On obtient donc une tripartition, qui se décline à différents niveaux :

  • impératif problématique / impératif assertorique / impératif catégorique
  • ordre technique / ordre pragmatique / ordre moral.
  • habileté / prudence / morale
  • règles / conseils / commandements

Critiques de l'impératif catégorique

C'est Benjamin Constant qui formula les premières critiques de l'impératif catégorique dans Des réactions politiques (1797). Il affirme dans cet ouvrage que l'impératif catégorique ne prend pas en compte le résultat de l'action, et qu'il est totalement inconditionnel. Pour Constant le devoir n'est applicable qu'envers ceux qui y ont droit : par exemple dire la vérité n'est un devoir qu'envers ceux qui la disent aussi. Il est, selon lui, en effet indubitable que lorsque les devoirs sont en contradiction les uns par rapport aux autres, il est nécessaire de les hiérarchiser pour éviter les paradoxes que produirait un impératif catégorique.

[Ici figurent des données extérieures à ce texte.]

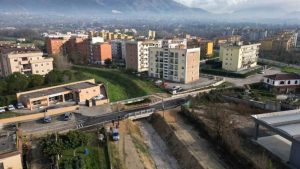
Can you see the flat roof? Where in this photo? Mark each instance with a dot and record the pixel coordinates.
(57, 90)
(284, 123)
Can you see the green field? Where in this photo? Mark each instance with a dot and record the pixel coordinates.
(96, 159)
(121, 85)
(287, 69)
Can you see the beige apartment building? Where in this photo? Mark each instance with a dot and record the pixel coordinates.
(284, 41)
(25, 61)
(72, 92)
(237, 57)
(178, 64)
(137, 54)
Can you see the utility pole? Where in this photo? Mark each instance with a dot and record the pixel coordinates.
(163, 106)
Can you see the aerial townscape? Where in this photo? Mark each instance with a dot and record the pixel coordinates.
(160, 84)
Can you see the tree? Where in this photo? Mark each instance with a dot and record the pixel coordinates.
(3, 86)
(68, 75)
(75, 139)
(53, 77)
(36, 80)
(107, 61)
(17, 82)
(52, 145)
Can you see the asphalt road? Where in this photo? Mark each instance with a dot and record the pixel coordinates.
(90, 121)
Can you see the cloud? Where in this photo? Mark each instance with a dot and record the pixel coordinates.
(227, 6)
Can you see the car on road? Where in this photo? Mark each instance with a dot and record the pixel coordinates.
(20, 106)
(47, 119)
(115, 134)
(99, 97)
(10, 107)
(67, 116)
(2, 109)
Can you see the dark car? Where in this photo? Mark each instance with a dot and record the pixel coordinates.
(47, 119)
(67, 116)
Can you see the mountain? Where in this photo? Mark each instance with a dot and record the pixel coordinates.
(96, 7)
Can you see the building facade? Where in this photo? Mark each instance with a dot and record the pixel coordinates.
(238, 57)
(207, 48)
(137, 54)
(25, 61)
(175, 64)
(101, 52)
(284, 41)
(76, 92)
(283, 83)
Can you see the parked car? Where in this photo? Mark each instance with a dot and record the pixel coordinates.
(67, 116)
(20, 106)
(47, 119)
(99, 97)
(2, 109)
(11, 107)
(115, 134)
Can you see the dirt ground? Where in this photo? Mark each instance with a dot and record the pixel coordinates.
(198, 147)
(158, 149)
(132, 150)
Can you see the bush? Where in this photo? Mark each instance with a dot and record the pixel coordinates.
(221, 72)
(36, 80)
(17, 82)
(54, 77)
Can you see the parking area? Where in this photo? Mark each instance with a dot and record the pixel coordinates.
(58, 123)
(252, 79)
(204, 81)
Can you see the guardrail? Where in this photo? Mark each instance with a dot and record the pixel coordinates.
(134, 115)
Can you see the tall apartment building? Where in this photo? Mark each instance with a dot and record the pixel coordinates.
(176, 63)
(151, 34)
(283, 41)
(237, 57)
(55, 46)
(227, 39)
(101, 52)
(118, 51)
(25, 61)
(207, 48)
(137, 54)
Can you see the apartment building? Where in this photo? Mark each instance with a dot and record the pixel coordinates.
(73, 92)
(237, 57)
(284, 41)
(283, 83)
(137, 54)
(207, 48)
(227, 39)
(118, 51)
(114, 36)
(54, 46)
(25, 61)
(176, 63)
(101, 52)
(151, 34)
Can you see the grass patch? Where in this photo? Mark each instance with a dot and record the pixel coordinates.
(8, 114)
(116, 162)
(96, 159)
(121, 85)
(287, 69)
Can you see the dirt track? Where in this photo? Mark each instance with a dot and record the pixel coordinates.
(157, 147)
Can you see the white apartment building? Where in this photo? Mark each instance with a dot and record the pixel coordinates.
(137, 54)
(238, 57)
(25, 62)
(177, 64)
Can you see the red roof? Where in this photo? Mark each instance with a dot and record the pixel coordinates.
(290, 76)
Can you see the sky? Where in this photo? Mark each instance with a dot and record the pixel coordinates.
(228, 6)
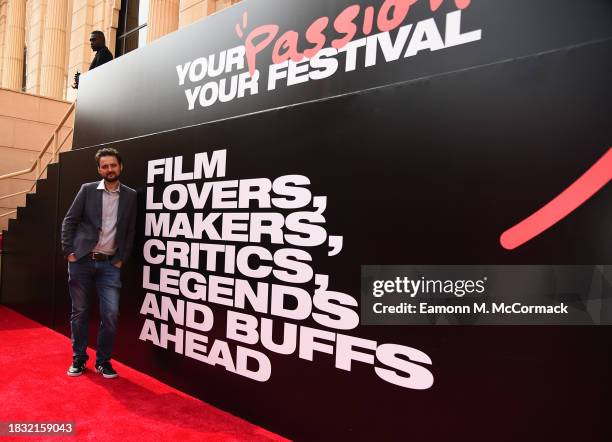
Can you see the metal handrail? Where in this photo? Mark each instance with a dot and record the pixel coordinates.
(37, 163)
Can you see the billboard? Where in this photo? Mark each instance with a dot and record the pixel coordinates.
(449, 153)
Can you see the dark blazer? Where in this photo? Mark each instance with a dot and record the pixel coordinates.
(82, 224)
(101, 57)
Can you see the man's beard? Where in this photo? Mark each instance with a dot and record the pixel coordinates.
(111, 180)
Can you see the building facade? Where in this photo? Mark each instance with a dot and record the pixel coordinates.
(43, 43)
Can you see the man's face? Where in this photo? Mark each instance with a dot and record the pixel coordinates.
(95, 40)
(109, 168)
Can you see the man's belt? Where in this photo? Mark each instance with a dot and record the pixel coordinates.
(100, 256)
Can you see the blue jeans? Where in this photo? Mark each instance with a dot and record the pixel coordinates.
(83, 276)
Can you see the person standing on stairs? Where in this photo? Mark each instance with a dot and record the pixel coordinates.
(97, 237)
(103, 55)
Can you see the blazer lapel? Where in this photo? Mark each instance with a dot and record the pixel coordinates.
(98, 194)
(122, 201)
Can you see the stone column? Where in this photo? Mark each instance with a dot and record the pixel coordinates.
(53, 64)
(14, 44)
(163, 18)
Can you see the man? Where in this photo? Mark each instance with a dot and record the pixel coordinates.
(103, 55)
(97, 237)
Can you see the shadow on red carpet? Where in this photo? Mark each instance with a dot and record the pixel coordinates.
(34, 387)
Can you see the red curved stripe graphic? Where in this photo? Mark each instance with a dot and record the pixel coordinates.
(565, 203)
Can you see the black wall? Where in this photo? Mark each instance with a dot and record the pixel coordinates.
(138, 94)
(424, 172)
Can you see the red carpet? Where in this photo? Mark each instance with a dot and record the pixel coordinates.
(34, 387)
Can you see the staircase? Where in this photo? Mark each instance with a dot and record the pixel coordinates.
(37, 235)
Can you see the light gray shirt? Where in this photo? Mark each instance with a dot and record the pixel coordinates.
(110, 205)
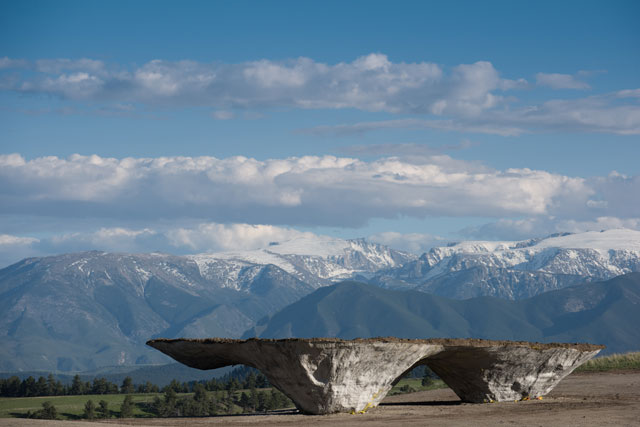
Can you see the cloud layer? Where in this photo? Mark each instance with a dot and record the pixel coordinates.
(466, 97)
(310, 190)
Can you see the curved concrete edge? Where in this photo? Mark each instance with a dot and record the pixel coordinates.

Une autre critique formulée contre l'impératif catégorique est celle inspirée par ce que Kant appelle « les morales du bonheur » (eudémonisme) qu'il trouve chez Aristote indépendamment de la poursuite d'un bien qui motiverait l'agir. De fait on voit alors mal pourquoi il faudrait être moral, puisque rien ne nous y enjoint. Si dans les morales antiques, on voit très bien ce qui motive l'agir (la recherche du bien), on ne voit pas du tout l'attractivité de la motivation kantienne, qui ne saurait reposer sur un tel bien. L'intention morale kantienne trouve son ressort dans la dignité morale. Mais pourquoi rechercher une telle dignité, si ce n'est que la dignité recherchée est celle qui convient à l'être humain, en tant qu'il est meilleur pour lui de s'accomplir en agissant selon la vertu. Indépendamment d'une philosophie du bien, il semble peu concevable à certains que la morale kantienne puisse être une morale praticable, ou même servir de fondement à une pratique réelle.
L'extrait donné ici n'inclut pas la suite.